A operadora NOS eleva os lucros para 128 milhões com impulso do setor empresarial e tecnológico
A operadora de telecomunicações NOS fechou o primeiro semestre com um resultado líquido de 128,1 milhões de euros. Este valor representa uma subida de 13,7% face ao mesmo período do ano anterior. A em...

A operadora de telecomunicações NOS fechou o primeiro semestre com um resultado líquido de 128,1 milhões de euros. Este valor representa uma subida de 13,7% face ao mesmo período do ano anterior. A empresa liderada por Miguel Almeida contornou a forte pressão do mercado de consumo através do crescimento sustentado nas áreas de tecnologias de informação (TI) e no segmento corporativo.

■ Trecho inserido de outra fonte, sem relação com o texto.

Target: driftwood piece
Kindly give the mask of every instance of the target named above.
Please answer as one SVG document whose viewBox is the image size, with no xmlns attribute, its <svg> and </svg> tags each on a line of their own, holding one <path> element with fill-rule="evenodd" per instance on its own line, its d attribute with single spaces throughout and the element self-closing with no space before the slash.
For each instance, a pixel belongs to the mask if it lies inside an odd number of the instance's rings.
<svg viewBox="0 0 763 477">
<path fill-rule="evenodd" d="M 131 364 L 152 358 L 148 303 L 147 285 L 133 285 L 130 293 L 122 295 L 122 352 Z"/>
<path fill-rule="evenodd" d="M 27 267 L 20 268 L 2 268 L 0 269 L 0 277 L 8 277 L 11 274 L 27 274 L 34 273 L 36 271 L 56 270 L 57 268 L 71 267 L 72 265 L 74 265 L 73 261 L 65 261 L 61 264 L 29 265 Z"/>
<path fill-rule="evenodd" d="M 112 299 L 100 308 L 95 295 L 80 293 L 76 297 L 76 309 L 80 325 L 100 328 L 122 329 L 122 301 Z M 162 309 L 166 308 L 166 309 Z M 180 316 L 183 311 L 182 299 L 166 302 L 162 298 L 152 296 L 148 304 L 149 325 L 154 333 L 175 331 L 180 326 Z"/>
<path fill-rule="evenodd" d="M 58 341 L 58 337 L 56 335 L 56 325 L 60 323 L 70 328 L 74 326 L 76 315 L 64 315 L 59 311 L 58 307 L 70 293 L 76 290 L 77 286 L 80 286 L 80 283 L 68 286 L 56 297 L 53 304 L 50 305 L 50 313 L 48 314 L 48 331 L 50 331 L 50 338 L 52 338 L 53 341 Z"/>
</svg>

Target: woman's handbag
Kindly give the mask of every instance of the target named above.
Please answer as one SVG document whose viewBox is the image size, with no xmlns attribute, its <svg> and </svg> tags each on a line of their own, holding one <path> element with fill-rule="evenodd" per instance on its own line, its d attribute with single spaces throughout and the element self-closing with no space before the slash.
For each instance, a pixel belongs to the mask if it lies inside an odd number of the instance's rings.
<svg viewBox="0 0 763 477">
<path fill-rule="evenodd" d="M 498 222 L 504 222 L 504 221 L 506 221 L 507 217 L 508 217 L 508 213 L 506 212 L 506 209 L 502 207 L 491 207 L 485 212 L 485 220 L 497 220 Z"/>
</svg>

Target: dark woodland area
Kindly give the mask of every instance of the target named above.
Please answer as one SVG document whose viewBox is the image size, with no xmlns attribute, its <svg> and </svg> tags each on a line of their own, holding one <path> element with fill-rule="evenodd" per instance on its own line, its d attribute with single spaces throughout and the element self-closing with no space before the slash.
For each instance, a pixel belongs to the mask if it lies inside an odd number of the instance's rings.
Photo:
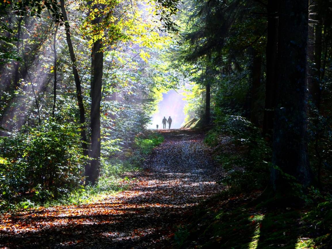
<svg viewBox="0 0 332 249">
<path fill-rule="evenodd" d="M 0 19 L 0 248 L 332 248 L 332 1 Z"/>
</svg>

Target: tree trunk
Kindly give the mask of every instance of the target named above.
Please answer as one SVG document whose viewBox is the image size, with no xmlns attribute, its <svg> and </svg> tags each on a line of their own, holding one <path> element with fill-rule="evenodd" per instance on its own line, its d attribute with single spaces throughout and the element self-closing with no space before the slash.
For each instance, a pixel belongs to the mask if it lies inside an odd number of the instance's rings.
<svg viewBox="0 0 332 249">
<path fill-rule="evenodd" d="M 322 42 L 323 20 L 322 18 L 322 3 L 320 1 L 316 2 L 317 24 L 315 29 L 314 73 L 312 84 L 309 88 L 313 103 L 315 108 L 319 108 L 320 98 L 321 69 L 322 65 Z"/>
<path fill-rule="evenodd" d="M 88 143 L 86 139 L 86 131 L 85 127 L 85 111 L 83 104 L 83 98 L 82 96 L 82 89 L 81 87 L 81 81 L 80 80 L 80 76 L 78 74 L 78 71 L 77 71 L 77 67 L 76 57 L 75 56 L 74 48 L 71 42 L 71 38 L 70 36 L 70 27 L 69 26 L 69 23 L 68 22 L 67 12 L 64 7 L 64 0 L 60 0 L 60 1 L 61 6 L 61 10 L 62 15 L 63 16 L 63 20 L 65 22 L 67 44 L 68 45 L 69 53 L 70 56 L 70 59 L 73 64 L 73 74 L 74 75 L 74 78 L 75 81 L 75 85 L 76 87 L 76 96 L 77 97 L 78 108 L 79 110 L 80 124 L 81 124 L 81 139 L 82 139 L 82 148 L 83 149 L 83 155 L 84 156 L 87 156 L 89 155 L 89 151 L 88 149 Z M 86 176 L 87 173 L 89 171 L 88 165 L 86 164 L 85 166 L 85 175 Z"/>
<path fill-rule="evenodd" d="M 208 125 L 210 123 L 210 104 L 211 103 L 211 83 L 210 72 L 209 64 L 211 63 L 211 55 L 209 54 L 207 56 L 206 68 L 205 69 L 205 124 Z"/>
<path fill-rule="evenodd" d="M 272 138 L 275 107 L 275 92 L 278 26 L 279 17 L 278 1 L 268 2 L 268 40 L 266 44 L 266 84 L 265 103 L 263 120 L 263 134 Z"/>
<path fill-rule="evenodd" d="M 53 37 L 53 53 L 54 54 L 54 63 L 53 65 L 53 71 L 54 73 L 54 81 L 53 83 L 53 106 L 52 108 L 52 117 L 54 118 L 55 115 L 55 105 L 56 104 L 56 83 L 57 67 L 57 56 L 56 54 L 56 34 L 58 32 L 58 25 L 55 24 L 55 30 Z"/>
<path fill-rule="evenodd" d="M 96 5 L 93 9 L 97 8 Z M 98 25 L 102 20 L 97 17 L 93 24 Z M 94 42 L 91 53 L 92 77 L 91 81 L 91 149 L 90 157 L 92 159 L 90 165 L 88 181 L 95 184 L 99 175 L 100 163 L 100 102 L 101 101 L 102 85 L 104 65 L 104 52 L 102 48 L 103 40 L 101 38 Z"/>
<path fill-rule="evenodd" d="M 306 91 L 308 1 L 280 0 L 277 102 L 272 162 L 304 186 L 311 178 L 306 147 Z M 289 192 L 280 172 L 273 169 L 274 190 Z"/>
<path fill-rule="evenodd" d="M 262 56 L 256 50 L 252 49 L 253 64 L 252 69 L 252 84 L 250 99 L 250 121 L 256 126 L 259 125 L 259 114 L 257 101 L 259 99 L 262 74 Z"/>
</svg>

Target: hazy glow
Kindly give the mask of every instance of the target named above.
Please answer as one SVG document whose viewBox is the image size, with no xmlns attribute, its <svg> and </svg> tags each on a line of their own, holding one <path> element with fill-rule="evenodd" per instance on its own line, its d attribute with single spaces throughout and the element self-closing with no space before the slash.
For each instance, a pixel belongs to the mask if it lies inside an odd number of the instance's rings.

O peso do setor empresarial e tecnológico
A receita consolidada atingiu 918,5 milhões de euros, o que traduz um ligeiro aumento de 1%. As vendas globais em telecomunicações estabilizaram nos 782,2 milhões de euros.
O destaque pertence ao segmento empresarial, que avançou 3%. A unidade de TI, que junta a operação da NOS e da Claranet Portugal, disparou 13,4% para 103,5 milhões de euros. A venda de licenças e equipamentos impulsionou estes números, compensando a quebra sentida no mercado grossista.
Eficiência gerada pela inteligência artificial
O lucro antes de juros, impostos, depreciações e amortizações (EBITDA) melhorou 2,3% e fixou-se nos 409,3 milhões de euros. A integração de ferramentas de inteligência artificial revelou-se determinante na operação da empresa.
A tecnologia otimizou dinâmicas internas em diversas áreas críticas. O presidente executivo destaca que a automatização gera ganhos claros de produtividade. Esta estratégia sustenta a expansão da margem financeira num contexto onde a concorrência no mercado retalhista se mantém bastante agressiva.
Expansão móvel e sucesso nas bilheteiras
A base de subscritores acompanhou o ritmo dos resultados financeiros. A empresa angariou mais 229,2 mil serviços durante a primeira metade do ano. A rede móvel liderou a tabela de adesões, ao somar 206,1 mil novos contratos e elevar o parque total para quase 5,8 milhões.
O negócio do cinema e audiovisuais também entregou contas sólidas. As receitas da divisão cresceram 3,2% para 50,5 milhões de euros. A maior afluência às salas, motivada por grandes êxitos de bilheteira, reforçou a posição do grupo no panorama do entretenimento nacional.